AS Cefiga
50 ans d'expertise et un virage technologique assumé
Ce mardi 10 février, l'AGC* sarthoise AS Cefiga a célébré son demi-siècle d'existence au Centre des expositions du Mans. Entre hommage aux racines syndicales et projection vers l'ère de la donnée, les dirigeants ont réaffirmé leur position de leader tout en préparant les adhérents au choc de la facturation électronique.
En fêtant ses 50 ans, avec plus de 1 000 personnes réunies au Forum du Centre des expositions du Mans, AS Cefiga n'a pas seulement célébré un anniversaire, mais une réussite collective qui place aujourd'hui la structure au sommet de l'accompagnement comptable dans le département. Avec 4 500 adhérents, 140 collaborateurs et une part de marché de 70 % en Sarthe, l'AGC confirme son statut de numéro 1, tout en rayonnant désormais dans l'Orne et en région parisienne avec 300 dossiers dans chacun de ces départements (voir encadré).
L'héritage comme socle de l'innovation
Dans son discours, le président Dominique Defay a tenu à saluer la vision des pères fondateurs : la FDSEA et les JA. "Il y a 50 ans, ils ont posé une pierre fondatrice avec une vision simple et forte : créer une structure au service des agriculteurs et des agricultrices", a-t-il rappelé, soulignant que cette intuition demeure d'une "étonnante modernité". Toutefois, pour les dirigeants, cet ancrage historique n'est pas un frein, mais un moteur. L'exercice passé témoigne d'ailleurs de cette vitalité avec une forte progression des activités de conseil, d'expertise et de patrimoine. Jean-François Beaujean, directeur de l'AGC, a notamment mis en avant la création d'un "pôle datas", symbole de la mue numérique de l'entreprise. "Les technologies, la donnée, l'intelligence artificielle font désormais partie du paysage", insiste Dominique Defay. "Les ignorer serait une erreur, les intégrer intelligemment est une opportunité majeure."
Le défi de la facture électronique
Le cœur des échanges de la table ronde, autour du président et du directeur adjoint Antoine Cusson, s'est cristallisé sur l'échéance majeure de 2026 : l'arrivée de la facture électronique.
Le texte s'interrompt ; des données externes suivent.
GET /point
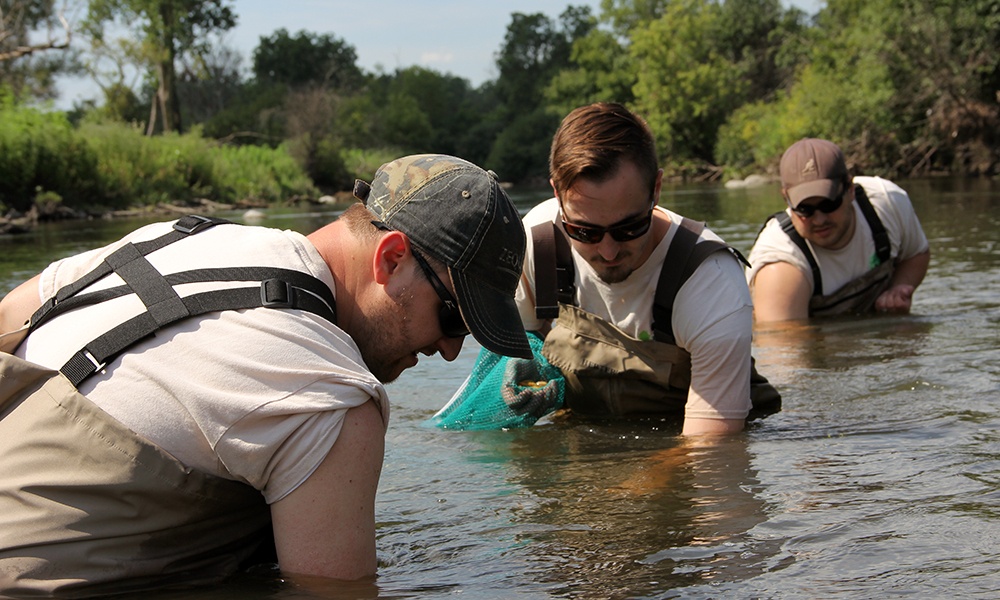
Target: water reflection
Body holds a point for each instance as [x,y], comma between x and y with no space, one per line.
[626,509]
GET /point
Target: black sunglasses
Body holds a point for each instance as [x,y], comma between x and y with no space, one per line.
[452,323]
[622,232]
[826,206]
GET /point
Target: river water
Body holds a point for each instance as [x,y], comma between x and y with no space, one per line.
[879,478]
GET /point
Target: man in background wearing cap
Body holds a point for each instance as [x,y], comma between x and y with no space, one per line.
[654,316]
[247,398]
[841,246]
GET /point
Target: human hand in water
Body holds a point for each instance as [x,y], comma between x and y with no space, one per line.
[897,298]
[526,392]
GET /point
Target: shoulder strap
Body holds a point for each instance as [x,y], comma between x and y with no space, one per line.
[184,227]
[683,257]
[553,270]
[883,249]
[278,288]
[786,225]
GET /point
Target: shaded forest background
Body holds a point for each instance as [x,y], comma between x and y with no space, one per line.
[906,87]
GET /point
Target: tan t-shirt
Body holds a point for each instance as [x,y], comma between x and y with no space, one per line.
[257,395]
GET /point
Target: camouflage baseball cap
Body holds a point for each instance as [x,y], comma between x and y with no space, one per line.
[458,213]
[812,167]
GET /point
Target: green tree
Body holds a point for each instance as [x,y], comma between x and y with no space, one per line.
[686,86]
[167,29]
[307,59]
[535,49]
[601,70]
[29,64]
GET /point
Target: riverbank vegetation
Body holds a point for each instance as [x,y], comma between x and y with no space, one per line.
[907,87]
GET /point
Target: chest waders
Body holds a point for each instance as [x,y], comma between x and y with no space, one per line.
[859,294]
[87,506]
[608,372]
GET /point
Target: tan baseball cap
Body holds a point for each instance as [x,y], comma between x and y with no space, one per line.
[812,167]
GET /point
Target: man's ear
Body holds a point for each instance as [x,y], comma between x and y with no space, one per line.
[389,254]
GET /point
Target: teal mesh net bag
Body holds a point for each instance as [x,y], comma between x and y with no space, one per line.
[504,393]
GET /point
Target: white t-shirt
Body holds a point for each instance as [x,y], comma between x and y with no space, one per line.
[256,395]
[712,318]
[839,267]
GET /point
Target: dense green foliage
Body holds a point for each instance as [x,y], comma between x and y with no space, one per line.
[906,87]
[97,167]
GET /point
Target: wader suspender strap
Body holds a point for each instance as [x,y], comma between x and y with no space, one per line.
[279,288]
[554,269]
[685,255]
[883,248]
[553,263]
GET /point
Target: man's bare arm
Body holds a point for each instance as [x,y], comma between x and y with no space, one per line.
[780,292]
[18,306]
[326,526]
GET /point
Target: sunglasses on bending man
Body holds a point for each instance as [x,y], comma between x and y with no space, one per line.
[826,206]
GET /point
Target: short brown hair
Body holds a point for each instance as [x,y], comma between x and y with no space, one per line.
[592,142]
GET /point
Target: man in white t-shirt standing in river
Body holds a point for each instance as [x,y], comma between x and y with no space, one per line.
[842,245]
[646,313]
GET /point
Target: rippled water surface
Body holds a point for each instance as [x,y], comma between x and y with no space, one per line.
[879,478]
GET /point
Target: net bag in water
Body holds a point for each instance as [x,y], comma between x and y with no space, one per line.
[504,392]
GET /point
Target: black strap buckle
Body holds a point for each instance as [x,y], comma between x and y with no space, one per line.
[192,223]
[276,293]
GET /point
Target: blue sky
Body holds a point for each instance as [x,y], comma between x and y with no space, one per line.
[459,37]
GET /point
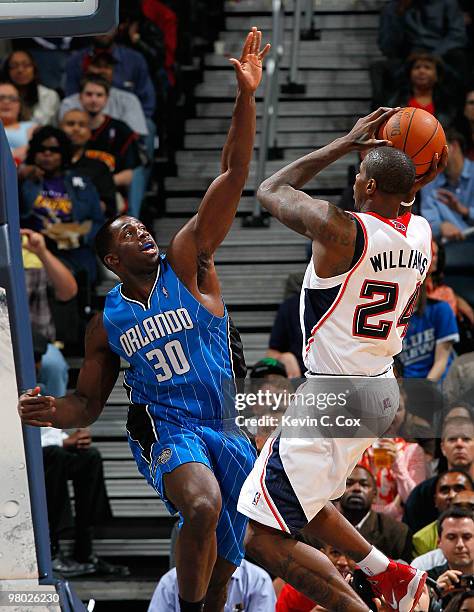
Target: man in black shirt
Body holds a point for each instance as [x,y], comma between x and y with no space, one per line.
[456,540]
[112,141]
[76,125]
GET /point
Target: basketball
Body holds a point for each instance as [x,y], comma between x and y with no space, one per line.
[417,133]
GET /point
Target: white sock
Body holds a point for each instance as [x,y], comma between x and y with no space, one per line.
[375,562]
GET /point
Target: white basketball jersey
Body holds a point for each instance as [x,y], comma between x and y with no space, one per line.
[354,323]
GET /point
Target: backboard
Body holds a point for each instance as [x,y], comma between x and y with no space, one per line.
[27,18]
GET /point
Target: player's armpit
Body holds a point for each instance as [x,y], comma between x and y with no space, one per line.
[99,371]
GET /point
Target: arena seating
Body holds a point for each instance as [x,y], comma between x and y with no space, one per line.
[253,264]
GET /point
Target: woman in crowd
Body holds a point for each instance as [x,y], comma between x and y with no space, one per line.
[465,122]
[39,104]
[462,602]
[404,463]
[428,344]
[423,88]
[60,203]
[18,132]
[437,289]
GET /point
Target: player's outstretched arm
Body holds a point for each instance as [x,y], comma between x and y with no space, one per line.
[281,196]
[97,378]
[198,240]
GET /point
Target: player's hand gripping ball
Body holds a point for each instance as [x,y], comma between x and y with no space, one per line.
[417,133]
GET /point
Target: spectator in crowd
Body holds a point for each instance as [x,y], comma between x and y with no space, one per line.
[436,27]
[44,271]
[166,20]
[428,344]
[75,123]
[448,201]
[432,558]
[459,383]
[250,589]
[404,467]
[126,106]
[462,602]
[464,123]
[59,203]
[51,56]
[447,486]
[392,537]
[38,103]
[121,104]
[291,600]
[456,540]
[130,71]
[423,88]
[437,289]
[457,446]
[111,140]
[72,457]
[18,132]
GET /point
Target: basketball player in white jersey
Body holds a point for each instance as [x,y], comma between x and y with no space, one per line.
[357,297]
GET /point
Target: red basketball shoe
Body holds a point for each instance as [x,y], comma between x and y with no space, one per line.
[400,585]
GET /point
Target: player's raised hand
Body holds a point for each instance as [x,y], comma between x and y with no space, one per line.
[249,67]
[363,134]
[35,409]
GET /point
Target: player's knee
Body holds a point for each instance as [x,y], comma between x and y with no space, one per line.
[203,512]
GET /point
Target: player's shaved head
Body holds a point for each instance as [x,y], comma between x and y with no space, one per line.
[393,171]
[104,239]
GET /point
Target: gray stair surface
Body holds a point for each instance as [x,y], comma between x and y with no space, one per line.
[253,264]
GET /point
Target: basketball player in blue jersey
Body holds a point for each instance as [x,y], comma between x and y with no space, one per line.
[358,293]
[168,320]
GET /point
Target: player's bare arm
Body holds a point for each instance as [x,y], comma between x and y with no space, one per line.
[319,220]
[96,380]
[191,250]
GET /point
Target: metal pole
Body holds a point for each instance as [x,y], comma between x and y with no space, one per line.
[279,38]
[295,43]
[308,16]
[292,86]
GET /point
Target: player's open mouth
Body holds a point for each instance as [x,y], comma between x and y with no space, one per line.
[149,247]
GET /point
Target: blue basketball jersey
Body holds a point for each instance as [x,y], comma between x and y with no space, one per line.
[179,353]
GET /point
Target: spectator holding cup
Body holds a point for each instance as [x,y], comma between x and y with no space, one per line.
[397,465]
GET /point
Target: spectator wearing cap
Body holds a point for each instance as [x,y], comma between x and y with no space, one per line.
[423,87]
[111,141]
[130,72]
[448,486]
[388,535]
[76,124]
[456,540]
[38,103]
[60,203]
[46,278]
[457,446]
[121,104]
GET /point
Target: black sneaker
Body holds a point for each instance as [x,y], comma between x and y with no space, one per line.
[108,569]
[69,568]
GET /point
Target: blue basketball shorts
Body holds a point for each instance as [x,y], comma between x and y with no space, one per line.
[228,454]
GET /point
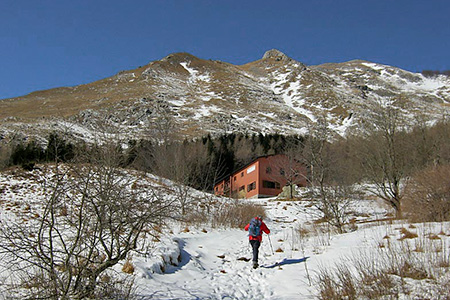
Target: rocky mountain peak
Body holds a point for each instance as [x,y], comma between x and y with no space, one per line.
[277,55]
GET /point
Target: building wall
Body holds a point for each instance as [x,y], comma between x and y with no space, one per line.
[264,177]
[245,182]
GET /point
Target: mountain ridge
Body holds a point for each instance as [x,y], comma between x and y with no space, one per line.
[197,96]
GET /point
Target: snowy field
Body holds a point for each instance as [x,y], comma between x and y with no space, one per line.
[201,262]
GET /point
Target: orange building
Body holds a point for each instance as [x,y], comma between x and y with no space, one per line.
[264,177]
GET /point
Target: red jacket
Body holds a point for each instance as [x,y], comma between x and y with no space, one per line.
[263,228]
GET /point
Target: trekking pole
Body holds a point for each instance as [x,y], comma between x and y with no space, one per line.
[270,242]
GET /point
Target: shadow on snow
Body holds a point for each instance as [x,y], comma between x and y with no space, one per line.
[286,261]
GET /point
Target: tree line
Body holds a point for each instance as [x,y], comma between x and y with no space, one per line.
[386,156]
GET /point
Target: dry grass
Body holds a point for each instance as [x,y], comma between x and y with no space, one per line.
[381,274]
[128,267]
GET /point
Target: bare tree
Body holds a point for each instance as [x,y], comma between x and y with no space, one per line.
[385,154]
[93,217]
[330,196]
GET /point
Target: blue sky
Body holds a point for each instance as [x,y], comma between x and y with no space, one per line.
[54,43]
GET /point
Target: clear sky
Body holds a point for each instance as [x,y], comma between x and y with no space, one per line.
[54,43]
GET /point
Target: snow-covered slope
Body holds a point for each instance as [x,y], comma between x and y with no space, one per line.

Le calendrier est désormais bien connu des adhérents : réception obligatoire des factures au 1er septembre 2026 et émission au 1er septembre 2027. Pour franchir ce cap, le choix d'une plateforme agréée est crucial (il en existe plus d'une centaine sur le marché, N.D.L.R.). Et sur ce point, la confiance des adhérents d'AS Cefiga envers leur AGC semble acquise : " À date, 90 % de nos adhérents ont choisi de s'engager avec nous sur la plateforme que nous leur proposons", se félicite Antoine Cusson. Un taux d'adhésion massif qui garantit une "fluidité de fonctionnement sécurisée". Pour accompagner ce changement, des formations sont dispensées depuis novembre dernier.
Mais outre la simplification que ce virage technologique imposé par la réglementation peut apporter aux entreprises en termes de gestion de la facturation, ou encore d'amélioration des délais de paiement, les dirigeants d'AS Cefiga y voient "un puissant déclencheur" qui doit permettre de traiter la donnée en temps réel. L'objectif est clair : passer d'une comptabilité de constat - souvent décalée dans le temps - à une véritable posture de pilotage et d'anticipation économique. Une dose d'intelligence artificielle couplée à l'intelligence et l'expertise humaine va en effet permettre de pousser au maximum les feux de l'analyse prédictive, dont la plupart des entreprises manquent cruellement aujourd'hui. Combinaison indispensable pour que AS Cefiga continue à concilier demain expertise de proximité et innovations de pointe, tout en gardant, selon les mots du président, " le conseil humain et l'écoute au cœur de la promesse de service."